A Woman for President.

"Suppose women were allowed to vote in this country and one should run for President, what would be her platform?"

"There would not be any specific platform for women to suit all conditions. Women would develop just as men have developed in the matter of politics. I don't claim that women can make the state over, but I do claim they can improve it, for they will represent a side of life that is not now represented."

"If women were elected don't you think that many of them would neglect their homes and add to the danger called 'race suicide?'"

"Nonsense! Why should we talk about race suicide? What right have we as individuals to advise one way or the other on the question of race suicide? That question should be left to families. It is a fact that immigration plays a part in the mysterious subject. Immigrants coming to this country raise smaller families than they would have raised had they remained in their native lands."

I called Miss Addams' attention to the fact that several women of New York's Four Hundred are joining the suffrage movement. I mentioned the names of some of the most prominent women in New York's society as having taken up the cause of suffrage. Miss Addams made no reply until the name of Mrs. Clarence Mackay was mentioned.

Praises Mrs. Mackay.

"I believe Mrs. Mackay is sincere," she said, but as to the other names she made no comment.

"Of course," she added, "there are some women in the movement who take it for a smart fad. I do not think the faddist hurts the movement. The sensible woman who is going into politics must understand that she will be compelled to mix with all sorts of people. New York is leading in the suffrage movement. There is more enthusiasm there. While we have a very healthy condition here, our national officers are there, which makes for greater interests, and again more prominent women are joining the fight in New York than in any place else. I don't mean the faddists."

"Why are the majority of men opposed to women suffrage?" I asked.

"I don't think men are against it for any other reason than for the sake of tradition. It is their ideas that the feminine voice was not intended to be heard in the affairs of state. On the other hand, there are a great many men who are broad enough to see the good that would result for the people as a whole. What proportion of men is for or against suffrage there is no way of telling. We have a man's equal suffrage league here in Chicago and there are others all over the country."

Uplifting the World.

Then Miss Addams turned again to the question, "Is the world growing better?"

"You have no idea," she said, "what sanitary and clean tenements mean toward uplifting the poor and vicious. Give people clean homes, pure air, well cooked food, and they will have pure minds and bodies. They will become interested in educating themselves, and in providing for themselves.

"Here in Chicago's Ghetto we have taught the mothers how to keep house and cook. The result has been that they have raised healthy children [page 4] and that these children are growing into healthy men and women. They are strong enough to work, and they get real wages for doing so. This adds to the prosperity of the community, creates ambition in the individual and tends toward making vice loathsome.
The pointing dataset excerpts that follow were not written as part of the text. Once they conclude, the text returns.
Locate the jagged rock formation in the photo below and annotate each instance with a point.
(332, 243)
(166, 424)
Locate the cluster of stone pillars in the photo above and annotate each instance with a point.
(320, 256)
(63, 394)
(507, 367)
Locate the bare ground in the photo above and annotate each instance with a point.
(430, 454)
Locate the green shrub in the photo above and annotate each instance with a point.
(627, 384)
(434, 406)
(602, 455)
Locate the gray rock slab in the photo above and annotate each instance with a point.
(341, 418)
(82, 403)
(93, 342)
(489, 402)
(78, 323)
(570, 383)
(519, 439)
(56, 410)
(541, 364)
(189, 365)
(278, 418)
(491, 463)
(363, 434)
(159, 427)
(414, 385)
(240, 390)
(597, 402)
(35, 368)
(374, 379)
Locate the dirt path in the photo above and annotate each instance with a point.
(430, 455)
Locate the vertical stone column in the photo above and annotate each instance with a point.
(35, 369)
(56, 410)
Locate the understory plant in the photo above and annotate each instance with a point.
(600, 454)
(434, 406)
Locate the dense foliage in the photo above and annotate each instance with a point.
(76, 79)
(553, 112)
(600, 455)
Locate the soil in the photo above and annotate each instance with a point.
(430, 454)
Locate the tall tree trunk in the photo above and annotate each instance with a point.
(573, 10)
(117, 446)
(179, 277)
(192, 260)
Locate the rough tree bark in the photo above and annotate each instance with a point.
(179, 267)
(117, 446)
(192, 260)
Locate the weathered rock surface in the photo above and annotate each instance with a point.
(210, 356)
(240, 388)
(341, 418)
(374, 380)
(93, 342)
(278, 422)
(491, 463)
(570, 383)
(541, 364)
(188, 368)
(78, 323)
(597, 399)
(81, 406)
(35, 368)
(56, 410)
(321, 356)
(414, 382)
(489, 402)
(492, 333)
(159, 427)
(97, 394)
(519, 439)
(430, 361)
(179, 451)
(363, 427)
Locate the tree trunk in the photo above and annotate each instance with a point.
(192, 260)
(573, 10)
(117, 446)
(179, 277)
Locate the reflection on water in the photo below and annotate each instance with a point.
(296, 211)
"New York is setting an example to the world with its tenement house awakening. What New York needs now is more and better parks, where the poor can get fresh air and find innocent amusement. New York's rich men are beginning to see this, and they are seeing it intelligently.

"The agitation carried on through the newspapers of the conditions under which the poor have been forced to live has awakened the rich to their obligations. I know of several wealthy men in New York who are taking an interest in this phase of the case, and their interest will arouse the same feeling in others."

Labor Conditions Better.

"Don't you think present labor conditions are tending toward the betterment of the world?" I asked Miss Addams.

"I most assuredly do," she replied. "The hours of work are growing shorter, and the time will soon come when no one will be compelled to labor more than eight hours a day. This is enough. All of our employers are beginning to see this fact and realize that it works toward mutual benefit. Our public schools are doing much toward stamping out vice and increasing the earning capacity of those who attend them. An intelligent man in any position, no matter how menial, is better than one who is not.

"You educate a child and vice becomes repulsive. The good becomes beautiful. All of our big cities, more especially New York and Chicago, are seeing to it that children are being given the opportunity of attending school.

"Then, again, the Church seems to be growing more liberal. What we need is a religion that will be attractive, one that will extend to all mankind. We are gradually becoming more tolerant. We are having more sympathy for the unfortunate."

Those Who Aid the Work.

"What are the settlement workers and sociologists doing for the poor?" I suggested.

"More than you think. These settlement [centers] radiate good cheer and extend a helping hand to the poor. We teach them how to help themselves. After all, this is the real keynote of the uplift movement -- teach the poor to help themselves. The rich men of the country are aiding in doing this.

"One of the elements that is doing as much as any other factor in bettering the world is the modern newspaper. The newspapers are exposing rotten conditions in high places. They are making politics purer by exposing the corrupt political boss and showing the people what is to their interest in the selection of public officers.

"The newspapers also expose the financial criminal, and by so doing place our business affairs on a better financial basis. The newspapers also aid in bettering labor conditions, and thereby aid the workers. Every little human-interest story that is published makes the world better, makes it happier. It brings the classes and the masses closer together and creates a sympathy between all. The real newspaper also makes vice hideous and helps to stamp it out."

Other Agencies for Good.

I then suggested to Miss Addams that perhaps modern inventions were doing much toward bettering the world. [page 5] "So they are," she replied. "But I hardly thought of that. You know that the railroads, the telegraph, the telephone lines are bringing communities closer together, and by so doing the people have learned more of the good than the bad. Modern means of communication have extended civilization and afforded a means of carrying the light into dark places. Inventions have also made work easier and aided in the happiness of all classes by giving them more time in which to enjoy themselves.

"I almost forgot to say that modern forms of amusement are tending to make for improvement. Of course we have the bad play and other improper forms of amusement, but these are in the minority. People are more and more coming to love the out of doors. Education in our schools is teaching them to appreciate only the cleaner forms of amusement and sport."

I then asked Miss Addams if she didn't think it advisable to encourage the poor of the cities in migrating to the country, a sort of "back to the farm" movement, as it were.

Cities Must Have Workers.

"This is a condition that will quickly adjust itself," she replied. "The cities have got to have workers as well as the country, and when our [centers] of trade become overcrowded those who are compelled to work quickly find an outlet for their energies."

Here Miss Addams looked at the clock and declared that she had already talked longer than she had expected and that she was then due at the commencement exercises of one of her [settlement] schools.

"You may say to your kind readers," she said, in parting, "that I believe the world is growing better, that it will continue to grow better, and that many elements beside those I have enumerated are aiding in the stamping out of vice and the advance of civilization."